By the last stop, an apartment complex outside town adjacent to the river, I was living, fully, in that memory.

He heaved the bag into the footwell when he returned. It bulged like the stomach of an engorged animal.

DONE.

I kept my hands on the steering wheel, my eyes forward.

LOOK.

His voice was like an arena of voices. He opened the bag, and I turned around.

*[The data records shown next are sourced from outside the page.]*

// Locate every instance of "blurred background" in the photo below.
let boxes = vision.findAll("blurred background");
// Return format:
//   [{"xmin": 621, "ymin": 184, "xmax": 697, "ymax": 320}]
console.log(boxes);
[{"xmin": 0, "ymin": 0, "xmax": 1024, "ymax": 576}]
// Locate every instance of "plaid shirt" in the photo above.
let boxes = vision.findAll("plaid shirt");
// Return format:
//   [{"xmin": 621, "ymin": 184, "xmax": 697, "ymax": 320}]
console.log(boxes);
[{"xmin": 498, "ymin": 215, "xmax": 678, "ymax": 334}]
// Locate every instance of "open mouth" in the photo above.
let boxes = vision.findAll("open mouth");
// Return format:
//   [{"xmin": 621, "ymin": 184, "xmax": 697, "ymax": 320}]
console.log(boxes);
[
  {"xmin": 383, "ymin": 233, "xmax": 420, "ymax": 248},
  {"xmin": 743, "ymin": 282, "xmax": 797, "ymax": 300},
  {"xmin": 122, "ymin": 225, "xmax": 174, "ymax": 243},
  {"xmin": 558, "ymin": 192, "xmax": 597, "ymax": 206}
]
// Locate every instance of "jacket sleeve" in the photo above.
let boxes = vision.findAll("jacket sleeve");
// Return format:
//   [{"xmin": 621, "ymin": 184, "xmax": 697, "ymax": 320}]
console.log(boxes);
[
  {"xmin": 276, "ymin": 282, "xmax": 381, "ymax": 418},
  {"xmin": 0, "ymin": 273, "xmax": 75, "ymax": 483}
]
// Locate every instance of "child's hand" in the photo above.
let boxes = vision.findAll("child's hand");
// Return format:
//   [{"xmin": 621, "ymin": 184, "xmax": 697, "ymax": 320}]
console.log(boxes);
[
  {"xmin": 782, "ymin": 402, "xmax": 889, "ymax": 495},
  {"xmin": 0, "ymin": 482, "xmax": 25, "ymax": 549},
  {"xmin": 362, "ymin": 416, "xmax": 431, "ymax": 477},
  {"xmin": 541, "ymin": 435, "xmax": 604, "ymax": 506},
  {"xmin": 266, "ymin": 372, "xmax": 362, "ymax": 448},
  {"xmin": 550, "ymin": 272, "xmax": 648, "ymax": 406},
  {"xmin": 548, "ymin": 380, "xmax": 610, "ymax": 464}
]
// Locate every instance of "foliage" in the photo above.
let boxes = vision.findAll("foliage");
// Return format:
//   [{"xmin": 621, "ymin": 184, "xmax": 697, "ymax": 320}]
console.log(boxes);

At first I couldn’t tell what was inside. The contents, nearly colorless in the weak light, glistened. But then I recognized in the amorphous red the metal wiring of braces around a full set of teeth, and the picture pieced together, the parts filled out into wholes. I vomited onto the floor.

YOU SEE.

He closed the bag and dragged it out of the car. He tapped at my window, leaving a smear on the glass, until I rolled it down. My legs had cramped with fear. He held out more money. I could see his face for the first time: the haggard, pockmarked face of a young man like me. The bright ball of the streetlight reflected like white suns in his eyes. I took the cash.

He lifted the bag and swept his hair back in a single motion. When he looked at me again he was someone else, the face, impossibly, a reflection of my own. I was looking at myself. When he smiled, it was my smile, replaced with blackened teeth.

He walked down the street toward the river, dragging the bag behind him. He paused, once, to wave at me. His face had changed again.

The next day, the apartment murders were all over the news: six sleeping students pulled apart in different ways, their missing fingers, missing eyes, missing teeth. Most of a week went by with nothing but rampant speculation, stories running wild, before the police got two tips. Each said they saw a man carrying a bag through an apartment building’s long hallway, and when he looked at them they said he changed his face, like he was taking off a mask.

It’s been two months, and the summer is quiet. I needed to keep driving, but I couldn’t do it, I couldn’t even get in the car. I sold it a few weeks ago. The bag of cash sits untouched in a box in my closet. I try not to think about it, but I have to spend it soon. I’m broke. I don’t leave my apartment much, and when I do, I avoid looking at people. I don’t want anyone to see me. I don’t want my face to be remembered, or recognized.

My brother called today, just to say hello. He asked how the driving life has been treating me, what with the slowdown of summer, the college town emptied of students who might never move back. Great, I said. Just great. It’s a good way, I told him, to fake a living.